Daily healthy sex acts

  • Are you living at risky extremes in your life? Do those extremes deprive you of other experiences, exhaust you, or keep you from having what you want?
  • If you're afraid of risk and tend to deprive yourself of intense pleasure, challenge yourself today to do something extravagant that you've always wanted to do but have withheld from yourself.
  • Look into your partner's eyes at the moment of orgasm and see what happens.

Meditation 3: Pleasure

"What we must work on, it seems to me, is not so much to liberate our desires but to make ourselves infinitely more susceptible to pleasure." -- Michael Foucault

In the classical myth told by Ovid, Pleasure is the daughter of Eros, the god of love, and Psyche, his earthly bride made immortal. The name Psyche shares the same root as the word psychology: spirit or mind. In one interpretation this ancient tale illustrates that pleasure is born from uniting intention and mindfulness. Indeed, this sounds like the erotic formula for every coupling from Internet dating and tearoom cruising to sex surrogacy and marriage. It can be counterintuitive, but pleasure requires planning and self-knowledge in the same way vacationing can take as much effort and thought as working.

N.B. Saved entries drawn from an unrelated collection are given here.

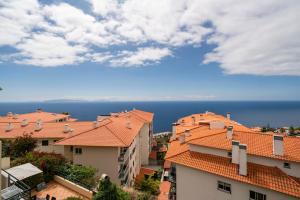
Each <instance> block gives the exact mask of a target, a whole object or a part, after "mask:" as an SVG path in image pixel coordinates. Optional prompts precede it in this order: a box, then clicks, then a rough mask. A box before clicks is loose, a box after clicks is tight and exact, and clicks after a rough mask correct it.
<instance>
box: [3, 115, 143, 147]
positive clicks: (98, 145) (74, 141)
mask: <svg viewBox="0 0 300 200" xmlns="http://www.w3.org/2000/svg"><path fill="white" fill-rule="evenodd" d="M134 112H136V111H134ZM140 112H143V111H140ZM145 113H146V112H145ZM66 123H67V124H69V127H70V128H71V129H72V131H71V132H69V133H64V132H63V130H64V125H65V123H52V122H48V123H43V125H42V127H43V128H42V129H41V130H40V131H34V128H35V123H29V124H28V125H27V126H25V127H22V126H21V123H13V129H12V130H11V131H5V128H6V127H7V123H0V138H7V139H13V138H16V137H18V136H22V135H23V134H24V133H30V134H32V137H34V138H56V139H62V140H60V141H58V142H57V143H56V144H57V145H74V146H76V145H77V146H121V147H123V146H129V145H130V144H131V143H132V141H133V139H134V138H135V136H136V135H137V134H138V133H139V131H140V129H141V128H142V127H143V125H144V124H145V120H144V119H142V118H141V117H139V116H137V115H136V114H132V111H130V112H126V113H118V114H114V115H113V116H110V117H108V118H106V119H104V120H102V121H101V122H99V126H98V127H97V128H94V125H93V122H66Z"/></svg>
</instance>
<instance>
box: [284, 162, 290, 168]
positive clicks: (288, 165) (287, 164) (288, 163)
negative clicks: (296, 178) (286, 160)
mask: <svg viewBox="0 0 300 200" xmlns="http://www.w3.org/2000/svg"><path fill="white" fill-rule="evenodd" d="M283 167H284V168H288V169H291V164H290V163H287V162H285V163H283Z"/></svg>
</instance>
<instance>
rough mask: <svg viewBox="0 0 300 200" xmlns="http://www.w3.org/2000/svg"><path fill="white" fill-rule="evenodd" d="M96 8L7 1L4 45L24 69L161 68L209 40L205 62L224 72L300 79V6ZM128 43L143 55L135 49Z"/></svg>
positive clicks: (239, 2)
mask: <svg viewBox="0 0 300 200" xmlns="http://www.w3.org/2000/svg"><path fill="white" fill-rule="evenodd" d="M89 3H90V9H91V10H90V11H84V10H81V9H79V8H77V7H74V6H72V5H71V4H68V3H59V2H58V3H52V4H48V5H43V4H41V3H39V2H38V1H37V0H24V1H18V0H3V1H1V2H0V35H1V37H0V45H9V46H11V47H14V48H15V49H16V51H18V52H17V53H16V54H13V56H12V59H13V61H14V62H17V63H25V64H31V65H36V66H60V65H65V64H76V63H80V62H83V61H91V62H99V63H100V62H107V63H108V64H109V63H110V64H111V65H112V66H126V67H128V66H137V65H140V66H142V65H146V64H152V63H157V62H159V61H160V60H161V59H163V58H164V57H166V56H170V55H172V53H171V51H172V50H174V49H176V48H180V47H182V46H185V45H192V46H200V45H201V44H202V43H203V42H207V43H209V44H214V45H216V48H215V49H213V51H211V52H208V53H207V54H206V56H205V59H204V61H203V62H204V63H210V62H217V63H219V64H220V67H221V68H222V69H223V70H224V72H225V73H228V74H257V75H300V39H299V34H300V26H298V19H300V12H299V10H300V2H299V1H298V0H276V1H274V0H264V1H259V0H253V1H239V0H229V1H223V0H201V1H199V0H176V1H174V0H157V1H155V0H143V1H141V0H125V1H118V0H101V1H97V0H89ZM47 39H49V41H47ZM50 42H52V43H53V44H50ZM127 44H129V45H128V46H130V47H134V48H137V49H138V50H137V51H135V52H130V51H128V49H126V47H127ZM31 45H32V46H31ZM157 46H159V47H160V48H156V47H157ZM33 47H34V48H35V49H32V48H33ZM46 47H48V49H47V48H46ZM115 47H117V49H118V50H119V49H120V52H123V54H120V53H115V52H116V50H113V49H115ZM50 48H53V49H54V50H50ZM60 49H61V50H60ZM130 49H132V48H130ZM101 52H105V53H101ZM117 52H118V51H117ZM18 56H19V57H18ZM199 56H200V55H199ZM6 57H9V56H6ZM3 61H4V62H5V60H3Z"/></svg>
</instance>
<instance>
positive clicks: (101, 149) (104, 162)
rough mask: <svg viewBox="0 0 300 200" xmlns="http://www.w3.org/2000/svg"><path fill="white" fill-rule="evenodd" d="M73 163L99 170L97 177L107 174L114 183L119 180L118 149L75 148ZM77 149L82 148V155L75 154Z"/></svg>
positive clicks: (113, 148) (116, 148)
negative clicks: (88, 166)
mask: <svg viewBox="0 0 300 200" xmlns="http://www.w3.org/2000/svg"><path fill="white" fill-rule="evenodd" d="M73 148H74V149H73V163H74V164H79V165H85V166H92V167H94V168H96V169H97V176H99V177H100V176H101V175H102V174H107V175H108V176H109V177H110V178H111V180H112V181H113V182H114V183H117V184H120V181H119V179H118V148H116V147H84V146H74V147H73ZM75 148H82V154H75Z"/></svg>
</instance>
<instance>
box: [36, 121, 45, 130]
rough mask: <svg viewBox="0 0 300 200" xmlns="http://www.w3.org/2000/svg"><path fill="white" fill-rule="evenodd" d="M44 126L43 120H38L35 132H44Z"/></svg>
mask: <svg viewBox="0 0 300 200" xmlns="http://www.w3.org/2000/svg"><path fill="white" fill-rule="evenodd" d="M42 128H43V126H42V120H40V119H39V120H37V121H36V123H35V129H34V130H35V131H40V130H42Z"/></svg>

Sexual feelings set off nerve bundles and neurochemicals within the body that are more intense and immediate than those which other enjoyable activities activate. Sex creates pleasurable sensations that are distinctly personal. Maybe this is one reason our sex organs are called private parts -- not because they must be kept private, but because intense pleasurable sensations are experienced individually. It requires effort to share our sexual pleasure with a partner. But to show pleasure is to grow pleasure for ourselves as well. Unfortunately our society often disdains any open display of sexuality, regardless of whether it's healthy or destructive.

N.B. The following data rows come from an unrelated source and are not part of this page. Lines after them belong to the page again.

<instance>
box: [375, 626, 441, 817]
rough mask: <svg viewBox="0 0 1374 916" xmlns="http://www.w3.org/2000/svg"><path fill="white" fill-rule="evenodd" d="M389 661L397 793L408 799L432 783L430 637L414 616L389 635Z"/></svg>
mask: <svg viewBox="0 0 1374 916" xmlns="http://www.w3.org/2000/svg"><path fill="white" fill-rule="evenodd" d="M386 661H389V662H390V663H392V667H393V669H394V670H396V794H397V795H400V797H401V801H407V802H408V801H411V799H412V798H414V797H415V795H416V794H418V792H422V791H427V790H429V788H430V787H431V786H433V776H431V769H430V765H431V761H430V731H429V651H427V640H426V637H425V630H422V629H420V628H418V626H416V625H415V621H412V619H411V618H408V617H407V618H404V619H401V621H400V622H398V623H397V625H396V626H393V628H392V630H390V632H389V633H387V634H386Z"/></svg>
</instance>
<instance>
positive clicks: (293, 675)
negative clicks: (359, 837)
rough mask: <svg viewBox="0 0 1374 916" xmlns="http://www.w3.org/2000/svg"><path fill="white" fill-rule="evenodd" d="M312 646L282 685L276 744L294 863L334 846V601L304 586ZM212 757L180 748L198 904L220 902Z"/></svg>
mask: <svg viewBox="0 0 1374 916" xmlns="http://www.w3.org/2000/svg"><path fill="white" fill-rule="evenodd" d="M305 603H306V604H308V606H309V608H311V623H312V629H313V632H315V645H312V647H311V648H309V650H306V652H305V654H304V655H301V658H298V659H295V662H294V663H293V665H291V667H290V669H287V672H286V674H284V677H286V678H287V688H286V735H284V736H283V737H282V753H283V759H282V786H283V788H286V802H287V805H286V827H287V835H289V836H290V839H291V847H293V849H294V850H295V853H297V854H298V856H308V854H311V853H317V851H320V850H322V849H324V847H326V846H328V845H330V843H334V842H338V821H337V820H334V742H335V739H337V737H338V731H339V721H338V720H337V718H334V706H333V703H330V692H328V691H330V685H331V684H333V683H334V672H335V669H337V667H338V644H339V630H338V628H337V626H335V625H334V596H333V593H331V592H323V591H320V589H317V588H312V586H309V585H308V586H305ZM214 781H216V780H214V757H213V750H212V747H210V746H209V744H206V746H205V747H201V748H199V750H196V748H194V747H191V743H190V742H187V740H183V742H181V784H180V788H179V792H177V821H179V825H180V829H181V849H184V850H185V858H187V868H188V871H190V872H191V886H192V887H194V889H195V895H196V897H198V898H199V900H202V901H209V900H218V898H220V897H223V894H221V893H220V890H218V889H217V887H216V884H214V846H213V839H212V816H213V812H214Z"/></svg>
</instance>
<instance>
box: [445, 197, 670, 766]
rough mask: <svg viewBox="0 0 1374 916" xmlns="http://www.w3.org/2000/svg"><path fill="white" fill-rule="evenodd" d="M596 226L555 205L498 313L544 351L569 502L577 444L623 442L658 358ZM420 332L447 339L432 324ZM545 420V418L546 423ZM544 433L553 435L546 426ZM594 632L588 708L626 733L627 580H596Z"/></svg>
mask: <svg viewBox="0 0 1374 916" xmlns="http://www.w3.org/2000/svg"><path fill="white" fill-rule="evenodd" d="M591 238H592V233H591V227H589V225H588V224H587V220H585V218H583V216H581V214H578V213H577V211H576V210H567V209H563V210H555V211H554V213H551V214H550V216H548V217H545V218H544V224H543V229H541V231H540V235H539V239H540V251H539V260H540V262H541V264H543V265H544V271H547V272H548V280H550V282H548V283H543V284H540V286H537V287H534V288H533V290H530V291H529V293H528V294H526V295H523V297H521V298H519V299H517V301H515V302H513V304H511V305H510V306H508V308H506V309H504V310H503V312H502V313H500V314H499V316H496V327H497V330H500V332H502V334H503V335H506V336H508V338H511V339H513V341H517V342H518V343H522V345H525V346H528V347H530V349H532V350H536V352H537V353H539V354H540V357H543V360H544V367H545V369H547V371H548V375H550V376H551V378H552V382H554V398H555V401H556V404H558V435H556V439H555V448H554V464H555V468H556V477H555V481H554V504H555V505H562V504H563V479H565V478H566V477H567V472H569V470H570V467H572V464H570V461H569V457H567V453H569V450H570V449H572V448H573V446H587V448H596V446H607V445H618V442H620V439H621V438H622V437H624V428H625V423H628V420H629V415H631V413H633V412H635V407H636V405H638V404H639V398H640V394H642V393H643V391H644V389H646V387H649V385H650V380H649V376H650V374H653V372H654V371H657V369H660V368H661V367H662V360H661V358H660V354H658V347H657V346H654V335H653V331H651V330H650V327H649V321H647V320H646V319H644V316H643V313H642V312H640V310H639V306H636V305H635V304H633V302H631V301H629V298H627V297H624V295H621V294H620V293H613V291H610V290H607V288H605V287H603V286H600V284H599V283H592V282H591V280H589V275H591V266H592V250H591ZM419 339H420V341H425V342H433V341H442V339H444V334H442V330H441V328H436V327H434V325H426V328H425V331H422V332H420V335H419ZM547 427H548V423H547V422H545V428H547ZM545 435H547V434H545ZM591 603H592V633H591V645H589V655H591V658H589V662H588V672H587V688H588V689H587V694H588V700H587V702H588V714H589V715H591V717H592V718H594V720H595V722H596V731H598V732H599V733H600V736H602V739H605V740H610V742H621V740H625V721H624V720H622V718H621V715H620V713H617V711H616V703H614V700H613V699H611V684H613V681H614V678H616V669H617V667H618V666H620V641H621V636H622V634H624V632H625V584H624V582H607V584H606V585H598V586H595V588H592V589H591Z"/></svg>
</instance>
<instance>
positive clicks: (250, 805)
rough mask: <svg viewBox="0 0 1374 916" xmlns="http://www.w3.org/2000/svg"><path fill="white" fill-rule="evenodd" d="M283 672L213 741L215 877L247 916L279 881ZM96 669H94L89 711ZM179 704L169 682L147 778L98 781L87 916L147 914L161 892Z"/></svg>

When people compulsively pursue pleasure, especially in sex and love addiction, they're not aware how much of the hunt is actually un-pleasurable. Whenever preceding or resulting pain is greater than the fleeting payoff, we should question the effectiveness of the enterprise. We can ask ourselves whether the enjoyment creates valued memories and anecdotes for years to come, or must be crushed and hidden upon consummation. Pleasure of which we are aware, and which we can share, has life and will continue to exist -- much like the immortal Psyche.

Daily healthy sex acts

  • Consider what brings you pleasure, and how you share your pleasure with others. Do you narrate the enjoyable sensations you receive like making a report? Do you convey your feelings wordlessly, with sounds or facial expressions? Or do you count on their being communicated by themselves, as through osmosis?
  • Experience pleasure today, and let yourself show it. First, practice alone while shampooing your hair or brushing your teeth -- feel the intensely pleasurable sensations and relay your feelings out loud. When you feel comfortable, practice sharing your experience of simple pleasures with other people.